In diesem Jahr flogen die Grünen sowohl in Berlin als auch in Hessen aus der Landesregierung. Wie würden Sie den Zustand der Grünen aktuell beschreiben?    
Appuhn: Also in Hessen ging es ja nicht so sehr um die Grünen, sondern darum, dass die SPD sich der CDU angebiedert hat, insbesondere in der Migrationspolitik. Insgesamt sehen wir gerade mit Sorge, dass keine Partei sich ernsthaft um die großen Gerechtigkeitsfragen kümmert. Diese Lücke muss jetzt dringend gefüllt werden. Wir denken, dass das der Weg in die gesellschaftliche Mitte für die Grünen sein muss: Sich um die Nöte der Menschen zu kümmern, ohne diese gegeneinander auszuspielen. 

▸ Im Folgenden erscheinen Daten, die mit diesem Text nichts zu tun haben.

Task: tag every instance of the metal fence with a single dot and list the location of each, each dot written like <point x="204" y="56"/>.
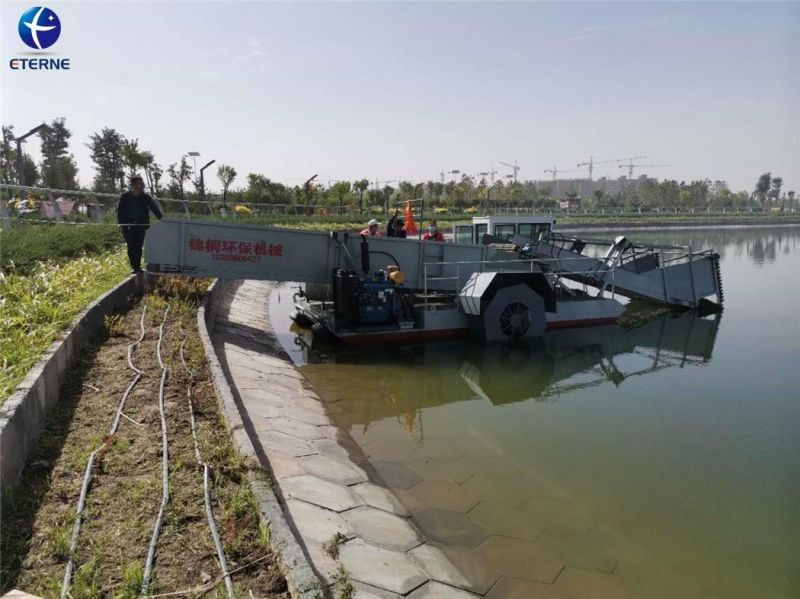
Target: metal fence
<point x="16" y="203"/>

Quasi nicht “grün pur” sondern “sozial-ökologisch pur”.  
Stolla: Ja, das darf kein Entweder-Oder sein: Klimaschutz kann nur funktionieren, wenn er sozial ist. Das sagen zwar auch die Grünen, aber es wird in ihrem Regierungshandeln nicht genug deutlich. Wenn Klimaschutz nur negative Einschränkungen für Menschen bedeutet, setzt man gesellschaftliche Mehrheiten für Klimaschutz aufs Spiel.

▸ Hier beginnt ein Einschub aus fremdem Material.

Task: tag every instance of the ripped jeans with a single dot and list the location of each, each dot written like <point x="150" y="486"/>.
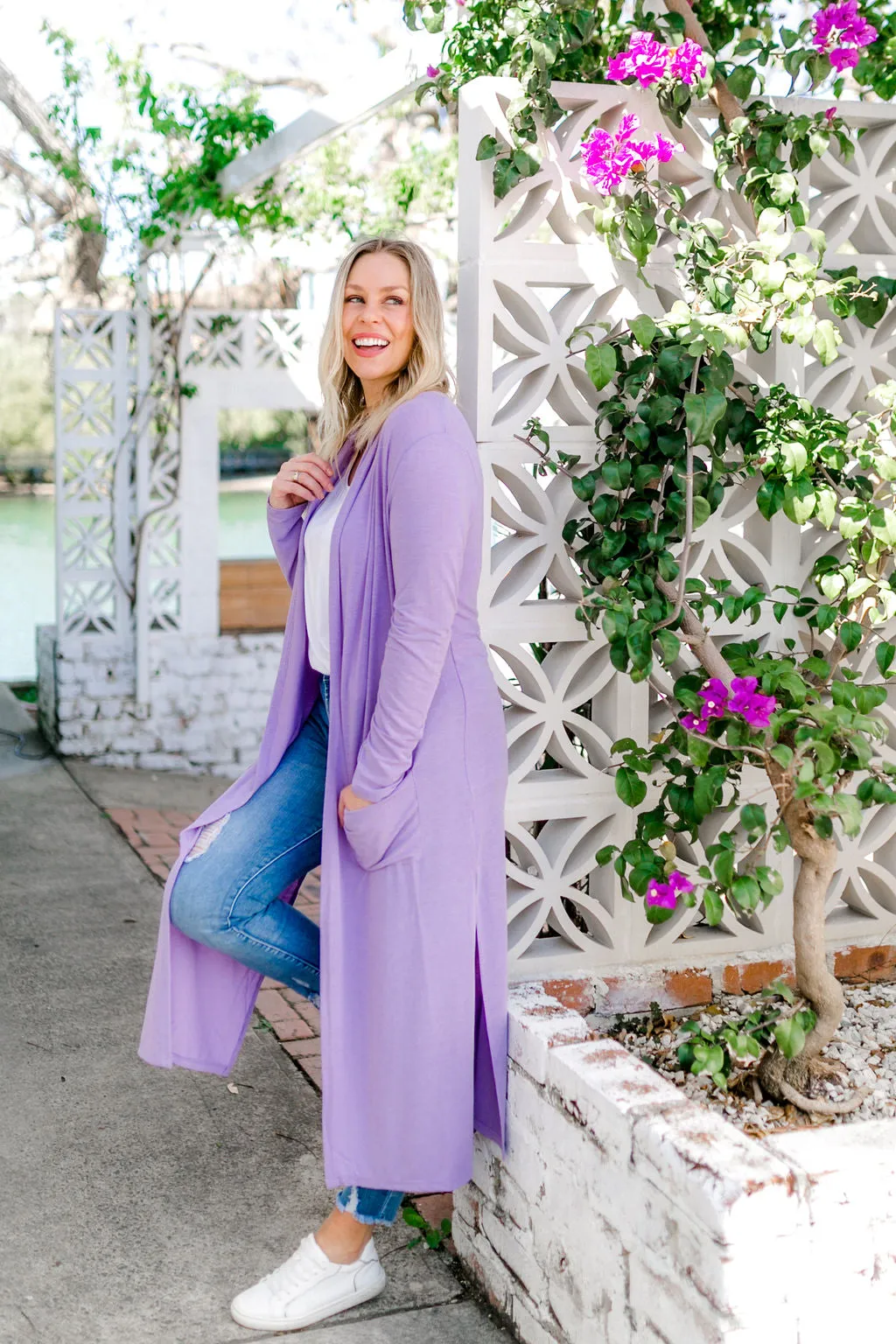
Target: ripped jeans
<point x="226" y="894"/>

Berlin und Hessen könnten Vorzeichen dafür sein, dass den Grünen die Koalitionsoptionen ausgehen. CDU-Chef Friedrich Merz sieht sie als Hauptfeind, der FDP-Generalsekretär Bijan Djir-Sarai nannte sie ein “Sicherheitsrisiko”. Warum werden die Grünen so gehasst?  
Appuhn: Ich würde darauf antworten: Die FDP ist ein finanzpolitisches Sicherheitsrisiko für unsere Demokratie. Deren anvisierte Sparpolitik würde zu Armut und Perspektivlosigkeit führen, die die Demokratie nachgewiesenermaßen gefährdet.    

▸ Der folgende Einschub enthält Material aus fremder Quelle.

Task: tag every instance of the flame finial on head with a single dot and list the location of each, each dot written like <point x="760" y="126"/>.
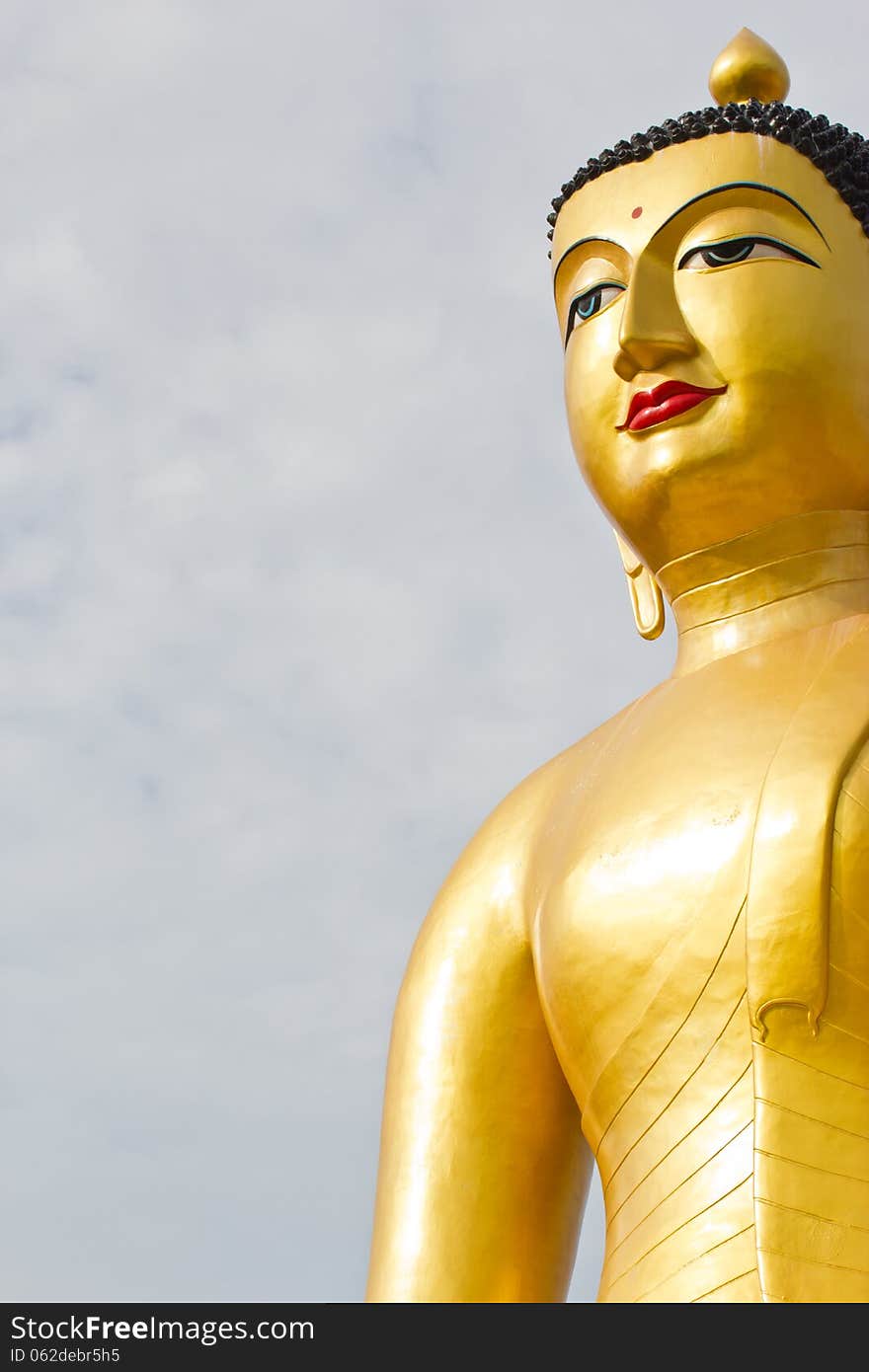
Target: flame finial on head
<point x="746" y="69"/>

Stolla: Ehrlich gesagt sind Koalitionsoptionen gerade nicht die größte Sorge der Menschen – das sind eher die Mietpreise und Abstiegsängste. Der Hass, der den Grünen gerade entgegenschlägt, ist auch eine Projektion davon, dass viele Menschen verunsichert sind und die Erfahrung gemacht haben, dass Krisen und Veränderungen immer auf ihrem Rücken ausgetragen werden. Deshalb braucht es eine Politik, die den Menschen soziale und wirtschaftliche Sicherheit gibt und Menschen die Erfahrung machen lässt, dass Veränderung zu ihren Gunsten stattfinden kann.

Frau Stolla, nehmen wir an, Sie treffen auf dem Parteitag zufällig auf Wirtschaftsminister Robert Habeck, was würden Sie ihm sagen?  
Stolla: Ich würde ihm sagen, dass wir eine Politik brauchen, die sich ernsthaft um soziale Belange kümmert. Aber es ist nicht damit getan, Appelle an Politiker zu richten. Sondern wir wollen Druck aufbauen, den die Regierung nicht mehr ignorieren kann. Wir gehen auf die Straße, wir organisieren den Protest. 

Und Frau Appuhn, wenn Sie heute zufällig auf Finanzminister Christian Lindner von der FDP treffen würden, was würden Sie ihm sagen?  
Appuhn: Ich kenne den guten Mann ja ehrlicherweise noch nicht so gut, deshalb würde ich es wohl etwas förmlicher formulieren. Aber die Botschaft wäre: Chrissi, mach Geld locker.